In explaining their theory, the scientists involved make much of the analogy that, if you stand near enough to a TV screen, you will be able to see the individual pixels that, as you move away, image resolves into a whole image with the individual pixels no longer distinguishable as separate points of light.
So, the scientists propose that if the characters displayed on a TV screen don't know that their apparent 3-D world exists only on a 2-D screen, we too could also be ignorant to the possibility that our 3-D space is also just an illusion. As such, the Fermilab scientists believe that the information about everything contained in our universe may somehow be embedded in tiny packets of information in two dimensions.

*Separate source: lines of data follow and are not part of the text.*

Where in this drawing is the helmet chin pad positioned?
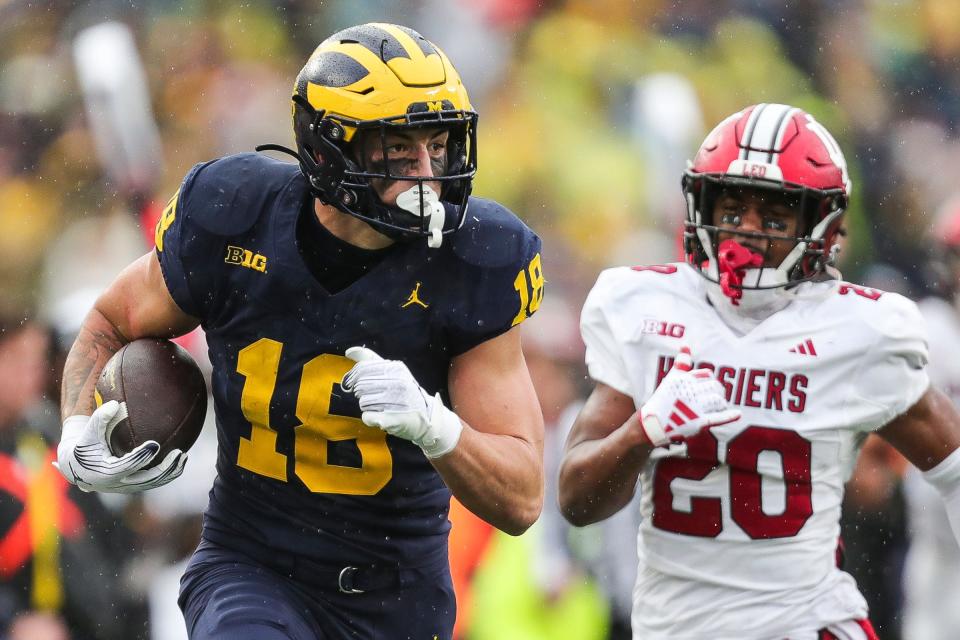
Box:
[717,239,763,305]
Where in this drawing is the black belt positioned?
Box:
[280,553,400,593]
[200,539,401,594]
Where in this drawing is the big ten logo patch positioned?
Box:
[640,318,687,338]
[223,246,267,273]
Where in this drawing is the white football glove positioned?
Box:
[640,347,740,447]
[341,347,463,458]
[53,400,187,493]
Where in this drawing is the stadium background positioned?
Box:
[0,0,960,639]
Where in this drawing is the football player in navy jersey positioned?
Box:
[58,24,544,640]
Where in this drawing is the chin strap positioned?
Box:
[717,240,763,305]
[397,184,447,249]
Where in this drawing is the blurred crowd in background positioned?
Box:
[0,0,960,640]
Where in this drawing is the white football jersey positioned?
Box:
[581,263,929,640]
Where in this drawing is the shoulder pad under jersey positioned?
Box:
[452,198,536,269]
[179,153,306,236]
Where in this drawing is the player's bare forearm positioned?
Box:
[60,252,198,418]
[60,309,128,419]
[559,383,650,526]
[559,418,650,527]
[432,425,543,535]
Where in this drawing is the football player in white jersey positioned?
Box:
[560,104,960,640]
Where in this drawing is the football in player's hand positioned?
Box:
[96,338,207,463]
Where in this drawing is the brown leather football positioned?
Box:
[96,338,207,466]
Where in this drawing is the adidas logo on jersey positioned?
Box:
[790,338,817,356]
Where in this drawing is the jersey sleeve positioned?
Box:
[847,293,930,431]
[154,163,223,321]
[447,201,546,355]
[580,270,632,396]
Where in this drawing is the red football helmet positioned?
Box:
[683,104,850,289]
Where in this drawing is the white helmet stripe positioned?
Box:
[743,104,796,165]
[740,104,767,160]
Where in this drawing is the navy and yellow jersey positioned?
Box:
[156,154,544,562]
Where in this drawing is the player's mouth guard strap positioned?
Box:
[923,448,960,542]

The scientists further premise that this information is contained in a "pixel size" container approximately 10 trillion, trillion times smaller than an atom, (a dimension of size that physicists call the Planck scale). At this sub-atomic scale, standard physics no longer holds much sway and quantum theory dictates the rules. As such, it is not possible – in accordance with Heisenberg’s uncertainty principle – to know both the precise location and the exact speed of subatomic particles at the same time.
As a result, his phenomenon ensures that matter continues to jitter as quantum waves even when cooled to absolute zero. If the digitized space proposed by the researchers continues to vibrate even in its lowest energy state, they believe that their theory may be proved correct.

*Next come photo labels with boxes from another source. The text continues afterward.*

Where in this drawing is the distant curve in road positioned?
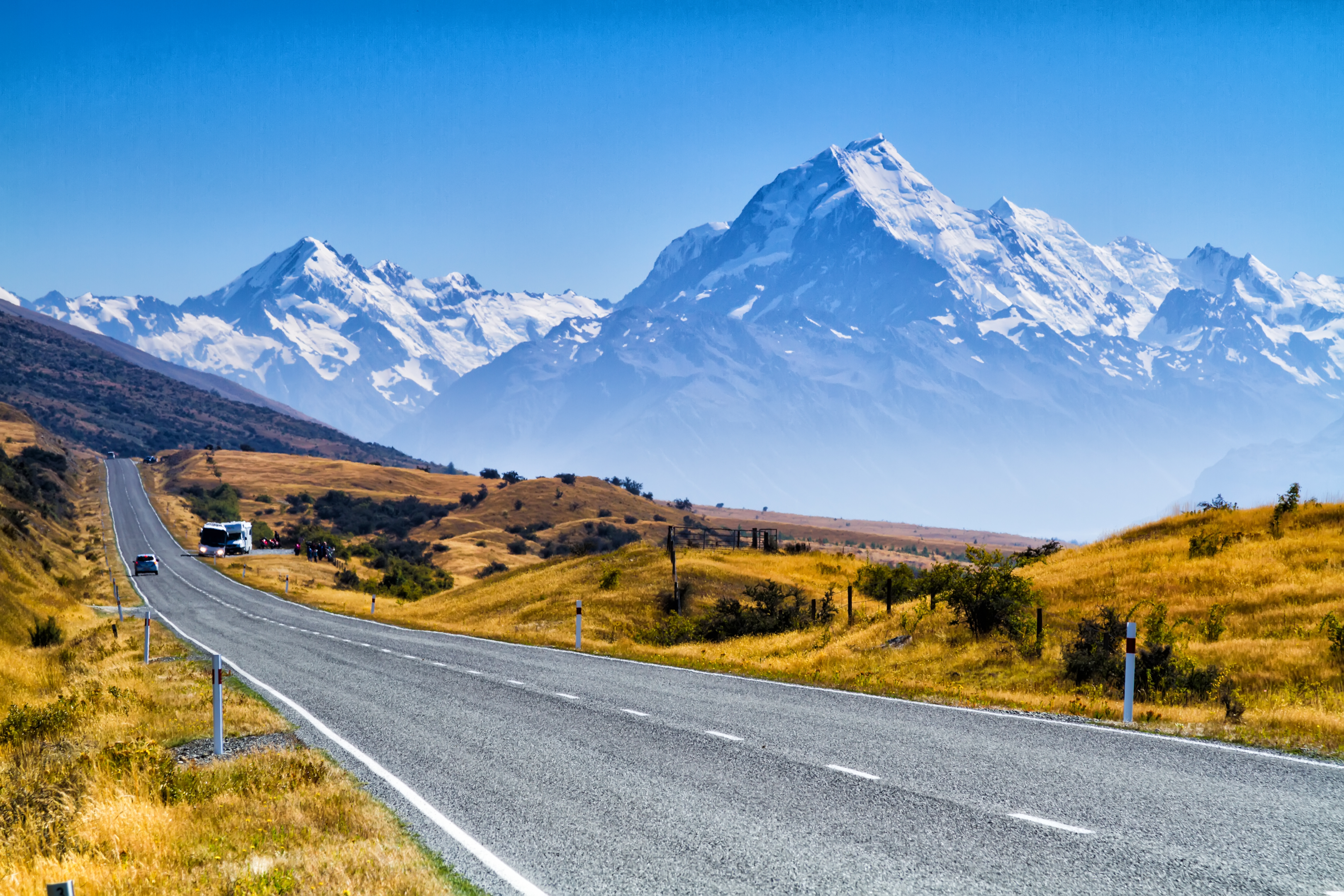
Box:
[107,460,1344,896]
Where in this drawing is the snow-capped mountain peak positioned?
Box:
[19,236,610,438]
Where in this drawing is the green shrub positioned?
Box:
[1269,482,1303,539]
[1195,603,1227,642]
[1316,613,1344,665]
[1013,539,1064,565]
[1064,607,1125,685]
[855,563,915,603]
[634,611,696,648]
[696,579,809,641]
[28,616,66,648]
[181,482,242,523]
[917,544,1036,641]
[476,560,508,579]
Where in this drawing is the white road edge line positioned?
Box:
[1008,811,1097,834]
[145,604,547,896]
[107,462,1344,774]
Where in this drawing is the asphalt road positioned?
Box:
[107,460,1344,895]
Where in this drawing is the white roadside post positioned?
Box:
[211,653,224,756]
[1125,622,1138,723]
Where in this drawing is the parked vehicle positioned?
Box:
[196,520,251,558]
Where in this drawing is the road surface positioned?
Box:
[107,460,1344,896]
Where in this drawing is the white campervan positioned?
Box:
[196,520,251,558]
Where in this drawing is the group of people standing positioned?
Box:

To attempt to test this premise, the Fermilab researchers have designed and built what they call a "Holometer" – or holographic interferometer – to see if the characteristic quantum jitter that exists in matter is also found in empty space.

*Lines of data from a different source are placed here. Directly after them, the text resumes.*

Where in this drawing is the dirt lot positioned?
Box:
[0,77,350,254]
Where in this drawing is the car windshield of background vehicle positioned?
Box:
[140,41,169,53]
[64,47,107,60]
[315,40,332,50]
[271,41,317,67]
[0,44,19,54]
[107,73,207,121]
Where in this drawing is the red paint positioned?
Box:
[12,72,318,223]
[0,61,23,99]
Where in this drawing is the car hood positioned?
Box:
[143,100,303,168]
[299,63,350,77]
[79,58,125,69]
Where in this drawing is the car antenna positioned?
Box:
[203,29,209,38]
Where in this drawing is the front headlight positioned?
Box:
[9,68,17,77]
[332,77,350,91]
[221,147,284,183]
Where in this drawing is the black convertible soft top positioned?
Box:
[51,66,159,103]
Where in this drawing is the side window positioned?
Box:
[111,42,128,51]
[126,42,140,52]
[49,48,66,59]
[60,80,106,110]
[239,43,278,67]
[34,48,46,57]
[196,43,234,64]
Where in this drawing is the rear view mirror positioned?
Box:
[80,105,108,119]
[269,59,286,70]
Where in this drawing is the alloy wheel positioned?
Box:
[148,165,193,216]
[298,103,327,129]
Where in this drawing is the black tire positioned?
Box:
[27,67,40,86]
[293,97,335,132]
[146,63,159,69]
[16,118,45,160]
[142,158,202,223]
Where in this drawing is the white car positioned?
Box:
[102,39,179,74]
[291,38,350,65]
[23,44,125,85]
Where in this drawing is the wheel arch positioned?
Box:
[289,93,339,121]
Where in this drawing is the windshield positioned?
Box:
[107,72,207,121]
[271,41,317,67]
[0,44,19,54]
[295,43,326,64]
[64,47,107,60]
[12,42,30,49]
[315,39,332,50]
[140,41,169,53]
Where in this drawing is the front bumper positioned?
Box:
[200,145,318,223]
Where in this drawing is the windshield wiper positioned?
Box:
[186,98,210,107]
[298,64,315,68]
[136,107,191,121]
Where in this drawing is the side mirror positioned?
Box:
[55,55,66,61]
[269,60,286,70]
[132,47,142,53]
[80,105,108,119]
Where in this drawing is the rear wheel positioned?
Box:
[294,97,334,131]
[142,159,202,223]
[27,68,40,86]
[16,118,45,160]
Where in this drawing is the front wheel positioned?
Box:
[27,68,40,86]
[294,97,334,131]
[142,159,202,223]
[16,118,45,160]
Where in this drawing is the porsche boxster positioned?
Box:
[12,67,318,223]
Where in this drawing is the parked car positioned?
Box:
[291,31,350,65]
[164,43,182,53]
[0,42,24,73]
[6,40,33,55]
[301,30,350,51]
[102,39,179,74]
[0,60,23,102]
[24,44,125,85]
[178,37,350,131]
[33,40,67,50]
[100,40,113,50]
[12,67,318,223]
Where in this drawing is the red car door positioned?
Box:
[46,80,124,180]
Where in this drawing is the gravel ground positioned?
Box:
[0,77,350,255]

"We want to find out whether space-time is a quantum system just like matter is," says Craig Hogan, developer of the holographic noise theory and a director at Fermilab. "If we see something, it will completely change ideas about space we’ve used for thousands of years."
Recently commissioned and now operating at full power, the Holometer uses a pair of interferometers (devices that superimpose one laser beam over another to look for anomalies in intensity or phase to test an external influence) located next to each other. Each interferometer directs a one-kilowatt laser beam at a beam splitter and then down two 40-m (130-ft) arms located at right-angles to one another.
The laser beams are then reflected and returned to the beam splitter and the two beams are recombined; if there is any motion detected, fluctuations in the brightness of the combined beam will result. Researchers will then analyze these fluctuations to see if the beam is being influenced by the jitter of space itself.
One major difficulty in such a test will be noise – "Holographic noise", the researchers call it – which they expect to be present at all frequencies. To mitigate this, the Holometer is testing at frequencies of many megahertz so that motions contained in normal matter are claimed not to be a problem. The dominant background noise of radio wave interference will be the most difficult to filter out, according to the team.
"If we find a noise we can’t get rid of, we might be detecting something fundamental about nature – a noise that is intrinsic to space-time," said Fermilab physicist Aaron Chou. "It’s an exciting moment for physics. A positive result will open a whole new avenue of questioning about how space works."
The Holometer team is made up of 21 scientists and students from Fermilab, MIT, the University of Chicago and the University of Michigan, with the experiment set to gather data over the coming year.